Larger, longer-term studies are needed to answer these questions, according to both the authors and editorialist.
“The ultimate test of the value of MRI screening in women with extremely dense breast tissue will be whether its use improves survival — an answer that we will not have for a very long time,” Longo concludes.
The study took place as part of a population-based screening program at eight hospitals and four regional screening centers in the Netherlands between December 2011 and November 2015. It included 40,373 women aged 50 to 75 years who had extremely dense breast tissue and normal results on screening mammogram. Of these, 8061 women were chosen at random to be invited to supplemental MRI, while 32,312 were assigned to mammogram screening alone. Data on cancer diagnoses came from the Netherlands Cancer Registry.
Fifty-nine percent of women offered MRI accepted the invitation (n = 4783).
Women in the MRI group had a lower overall rate of interval cancers (2.5 per 1000 screenings) compared with the mammogram-only group (5.0 per 1000 screenings), for a statistically significant rate difference of 2.5 per 1000 screenings (95% confidence interval, 1.0 to 3.7; P < .001).

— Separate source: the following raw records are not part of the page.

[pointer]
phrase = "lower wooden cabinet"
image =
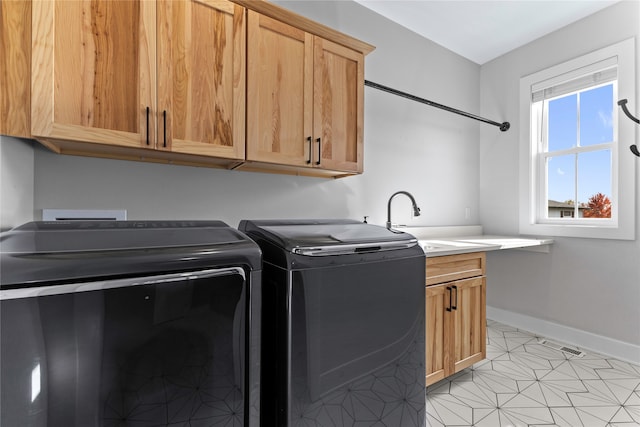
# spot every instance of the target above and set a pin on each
(455, 315)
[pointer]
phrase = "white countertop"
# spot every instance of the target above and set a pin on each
(440, 241)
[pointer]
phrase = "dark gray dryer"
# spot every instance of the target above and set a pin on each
(129, 324)
(343, 325)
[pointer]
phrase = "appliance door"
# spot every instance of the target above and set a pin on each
(357, 344)
(160, 350)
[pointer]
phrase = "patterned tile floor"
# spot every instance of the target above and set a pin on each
(524, 383)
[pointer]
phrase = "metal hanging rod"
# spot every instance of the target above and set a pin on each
(504, 126)
(623, 104)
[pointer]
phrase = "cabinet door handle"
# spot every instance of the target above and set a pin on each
(455, 307)
(319, 151)
(164, 122)
(147, 125)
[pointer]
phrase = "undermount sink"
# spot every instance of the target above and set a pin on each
(452, 246)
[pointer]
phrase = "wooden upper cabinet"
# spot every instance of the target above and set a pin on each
(305, 98)
(161, 75)
(201, 77)
(93, 69)
(279, 92)
(338, 108)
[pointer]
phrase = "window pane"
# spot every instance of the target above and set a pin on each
(596, 116)
(594, 183)
(560, 184)
(563, 123)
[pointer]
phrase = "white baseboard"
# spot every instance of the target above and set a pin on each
(584, 340)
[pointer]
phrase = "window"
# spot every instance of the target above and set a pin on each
(577, 174)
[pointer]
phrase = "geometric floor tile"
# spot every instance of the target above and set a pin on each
(523, 383)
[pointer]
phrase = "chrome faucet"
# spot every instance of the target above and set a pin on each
(416, 209)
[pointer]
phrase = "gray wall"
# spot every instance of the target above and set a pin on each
(16, 181)
(589, 284)
(408, 146)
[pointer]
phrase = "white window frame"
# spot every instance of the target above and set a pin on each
(532, 219)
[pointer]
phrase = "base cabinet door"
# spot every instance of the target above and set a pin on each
(469, 322)
(436, 334)
(455, 327)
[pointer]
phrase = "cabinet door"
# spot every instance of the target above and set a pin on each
(201, 77)
(469, 320)
(437, 333)
(338, 106)
(93, 71)
(279, 92)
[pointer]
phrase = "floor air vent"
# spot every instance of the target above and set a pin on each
(560, 347)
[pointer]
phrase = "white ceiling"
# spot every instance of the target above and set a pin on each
(481, 30)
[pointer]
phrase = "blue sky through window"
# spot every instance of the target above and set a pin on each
(583, 119)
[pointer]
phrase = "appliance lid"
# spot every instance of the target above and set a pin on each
(45, 253)
(327, 237)
(84, 236)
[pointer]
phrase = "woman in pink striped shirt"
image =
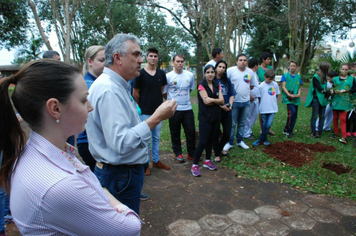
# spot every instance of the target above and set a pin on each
(51, 192)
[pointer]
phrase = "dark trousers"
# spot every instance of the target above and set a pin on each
(225, 121)
(70, 140)
(89, 160)
(351, 121)
(185, 118)
(292, 118)
(317, 110)
(207, 133)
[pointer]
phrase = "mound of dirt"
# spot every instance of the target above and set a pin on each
(296, 154)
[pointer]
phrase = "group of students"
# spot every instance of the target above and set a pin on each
(332, 98)
(330, 95)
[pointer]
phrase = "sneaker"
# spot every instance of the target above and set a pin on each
(343, 140)
(148, 171)
(190, 157)
(243, 145)
(160, 165)
(144, 197)
(195, 171)
(208, 164)
(180, 158)
(266, 143)
(227, 147)
(256, 143)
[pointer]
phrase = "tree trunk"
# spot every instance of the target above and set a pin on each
(38, 23)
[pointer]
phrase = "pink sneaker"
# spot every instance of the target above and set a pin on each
(195, 171)
(208, 164)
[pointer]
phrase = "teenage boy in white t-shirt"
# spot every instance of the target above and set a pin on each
(269, 91)
(179, 85)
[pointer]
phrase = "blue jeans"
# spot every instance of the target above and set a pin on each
(185, 119)
(317, 110)
(124, 182)
(155, 135)
(267, 120)
(291, 118)
(2, 209)
(240, 111)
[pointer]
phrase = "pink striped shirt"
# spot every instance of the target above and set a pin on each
(55, 195)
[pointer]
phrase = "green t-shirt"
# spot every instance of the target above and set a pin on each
(292, 84)
(342, 101)
(261, 72)
(321, 96)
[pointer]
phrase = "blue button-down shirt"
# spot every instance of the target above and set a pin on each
(115, 132)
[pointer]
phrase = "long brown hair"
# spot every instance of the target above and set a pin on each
(35, 83)
(323, 71)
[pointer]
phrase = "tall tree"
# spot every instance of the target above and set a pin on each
(29, 53)
(13, 21)
(295, 28)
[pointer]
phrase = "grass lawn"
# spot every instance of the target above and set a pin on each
(255, 164)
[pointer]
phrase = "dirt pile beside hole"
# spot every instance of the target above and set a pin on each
(296, 154)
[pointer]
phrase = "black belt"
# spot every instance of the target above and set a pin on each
(100, 165)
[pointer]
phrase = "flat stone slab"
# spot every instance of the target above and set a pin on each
(272, 228)
(268, 212)
(242, 230)
(294, 206)
(323, 215)
(316, 201)
(243, 217)
(299, 221)
(345, 209)
(184, 228)
(215, 222)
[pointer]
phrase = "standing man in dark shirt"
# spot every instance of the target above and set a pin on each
(147, 91)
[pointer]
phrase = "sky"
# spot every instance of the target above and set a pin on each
(6, 57)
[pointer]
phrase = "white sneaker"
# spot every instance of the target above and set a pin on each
(243, 145)
(227, 147)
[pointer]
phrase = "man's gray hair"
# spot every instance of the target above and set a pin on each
(50, 54)
(118, 45)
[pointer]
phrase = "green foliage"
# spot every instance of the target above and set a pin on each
(13, 21)
(167, 39)
(335, 64)
(255, 164)
(29, 53)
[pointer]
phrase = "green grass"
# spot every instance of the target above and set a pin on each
(254, 164)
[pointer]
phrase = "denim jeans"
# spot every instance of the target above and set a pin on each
(291, 118)
(267, 120)
(240, 111)
(185, 118)
(207, 133)
(226, 124)
(155, 136)
(2, 209)
(317, 110)
(328, 119)
(124, 182)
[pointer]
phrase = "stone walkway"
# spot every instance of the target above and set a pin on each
(221, 203)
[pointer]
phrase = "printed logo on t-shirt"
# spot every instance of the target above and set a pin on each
(271, 91)
(247, 78)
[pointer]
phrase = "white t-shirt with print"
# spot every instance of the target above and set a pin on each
(268, 102)
(178, 87)
(242, 80)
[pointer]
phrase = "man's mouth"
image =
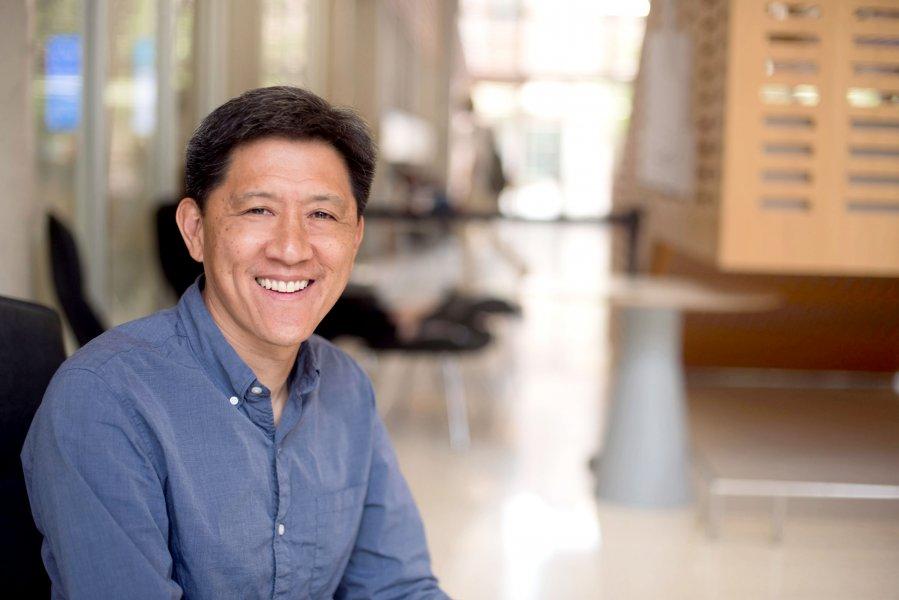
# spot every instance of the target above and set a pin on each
(285, 287)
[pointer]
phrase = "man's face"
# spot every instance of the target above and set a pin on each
(277, 239)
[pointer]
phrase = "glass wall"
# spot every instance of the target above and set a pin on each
(145, 111)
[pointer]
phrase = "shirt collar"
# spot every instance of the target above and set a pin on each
(219, 358)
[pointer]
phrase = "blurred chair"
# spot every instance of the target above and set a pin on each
(68, 282)
(31, 350)
(358, 314)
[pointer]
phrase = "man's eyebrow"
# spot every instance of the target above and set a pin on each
(253, 194)
(328, 198)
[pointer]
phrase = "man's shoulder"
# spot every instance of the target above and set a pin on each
(127, 343)
(329, 356)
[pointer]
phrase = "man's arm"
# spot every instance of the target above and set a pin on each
(95, 495)
(390, 558)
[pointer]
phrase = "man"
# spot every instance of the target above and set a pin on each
(218, 449)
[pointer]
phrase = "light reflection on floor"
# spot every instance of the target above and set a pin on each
(514, 518)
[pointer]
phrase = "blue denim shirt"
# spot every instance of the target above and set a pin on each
(155, 470)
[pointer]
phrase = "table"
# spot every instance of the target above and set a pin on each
(644, 457)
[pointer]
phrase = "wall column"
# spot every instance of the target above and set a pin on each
(19, 224)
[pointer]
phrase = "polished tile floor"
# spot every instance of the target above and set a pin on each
(514, 517)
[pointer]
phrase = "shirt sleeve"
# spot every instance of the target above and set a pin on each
(390, 558)
(95, 495)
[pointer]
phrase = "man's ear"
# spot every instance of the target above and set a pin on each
(190, 222)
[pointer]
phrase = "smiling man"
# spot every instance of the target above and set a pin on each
(219, 449)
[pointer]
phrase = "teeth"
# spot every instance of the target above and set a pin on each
(283, 286)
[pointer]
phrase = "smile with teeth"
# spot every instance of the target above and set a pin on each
(282, 286)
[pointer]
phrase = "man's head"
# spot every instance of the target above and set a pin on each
(274, 212)
(277, 112)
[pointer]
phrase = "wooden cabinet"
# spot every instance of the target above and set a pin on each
(795, 115)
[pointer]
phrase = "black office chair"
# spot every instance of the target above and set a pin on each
(31, 350)
(68, 283)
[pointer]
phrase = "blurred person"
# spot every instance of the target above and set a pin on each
(219, 449)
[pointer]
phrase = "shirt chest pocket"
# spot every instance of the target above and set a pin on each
(338, 515)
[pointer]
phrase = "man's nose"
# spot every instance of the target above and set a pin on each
(290, 243)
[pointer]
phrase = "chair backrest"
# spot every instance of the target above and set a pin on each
(31, 350)
(68, 283)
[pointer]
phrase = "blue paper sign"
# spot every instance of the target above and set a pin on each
(62, 82)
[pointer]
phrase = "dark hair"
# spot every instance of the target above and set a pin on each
(277, 112)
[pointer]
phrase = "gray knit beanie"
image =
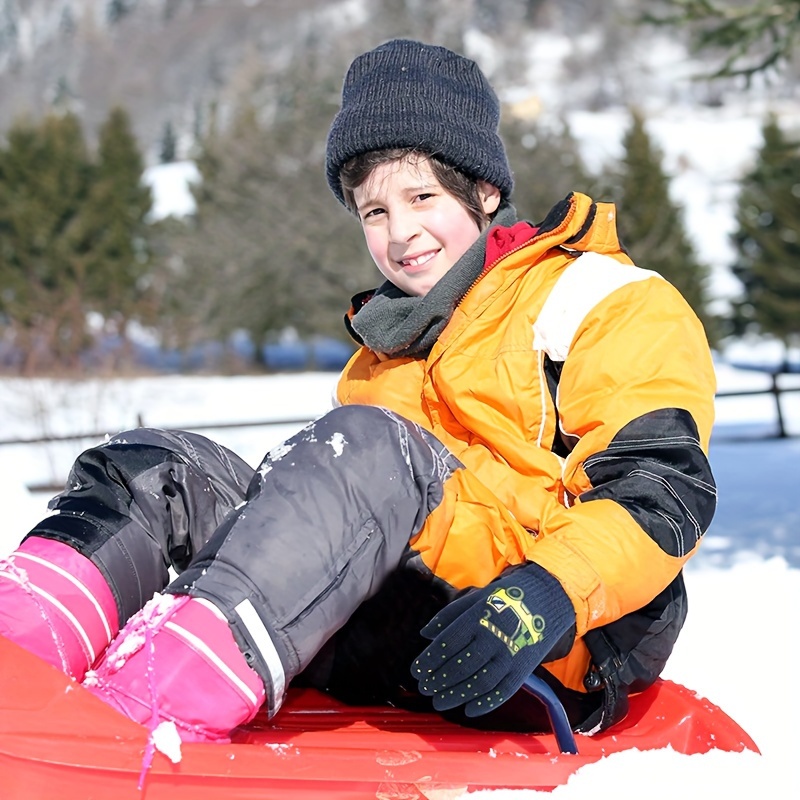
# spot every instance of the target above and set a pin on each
(409, 94)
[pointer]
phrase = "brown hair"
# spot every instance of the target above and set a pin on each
(456, 183)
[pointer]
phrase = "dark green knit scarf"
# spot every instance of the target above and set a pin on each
(398, 324)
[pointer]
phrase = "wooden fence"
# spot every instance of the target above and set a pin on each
(774, 389)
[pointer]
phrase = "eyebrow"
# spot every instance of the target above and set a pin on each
(408, 190)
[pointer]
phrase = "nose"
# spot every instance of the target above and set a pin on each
(403, 226)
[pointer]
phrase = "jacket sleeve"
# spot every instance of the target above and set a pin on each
(635, 402)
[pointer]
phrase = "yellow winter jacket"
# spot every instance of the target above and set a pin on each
(578, 392)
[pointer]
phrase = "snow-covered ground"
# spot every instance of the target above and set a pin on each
(738, 648)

Among women who received MRI, 454 (9.5%) women had abnormal scans and were called back for further testing. A total of 300 of these women (6.3%) went on to breast biopsy. Of these, 79 actually had breast cancer: 64 (81%) of these were invasive tumors, and 15 (19%) were ductal carcinoma in situ (a form of early cancer with low risk of becoming invasive). Most of these cancers were early stage 0 or I (n = 72), node negative (n = 70), moderately to well differentiated (n = 55), and hormone receptor-positive (n = 56).
Supplemental MRI had a sensitivity of 95.2% and a specificity of 92%. Among women who had MRI and were called back for additional testing, 17.4% actually had breast cancer. Among women who had MRI and breast biopsy, 26.3% actually had breast cancer.
Among women who underwent MRI, 0.1% had an adverse event such as vasovagal responses, contrast reactions, or intravenous line infiltration.
The study was funded by the University Medical Center Utrecht, the Netherlands Organization for Health Research and Development, the Dutch Cancer Society, the Dutch Pink Ribbon–A Sister’s Hope, Bayer Pharmaceuticals, and Stichting Kankerpreventie Midden-West. Volpara Health Technologies provided Volpara Imaging Software for screening units.
Bakker reports grants from ZonMw (government), Dutch Cancer Society, the Dutch Pink Ribbon–A Sister’s Hope, Bayer AG Pharmaceuticals, and Stichting Kankerpreventie Midden-West during the conduct of the study. Several coauthors have similar disclosures. Editorialist Longo is deputy editor of the New England Journal of Medicine and has disclosed no other relevant financial relationships.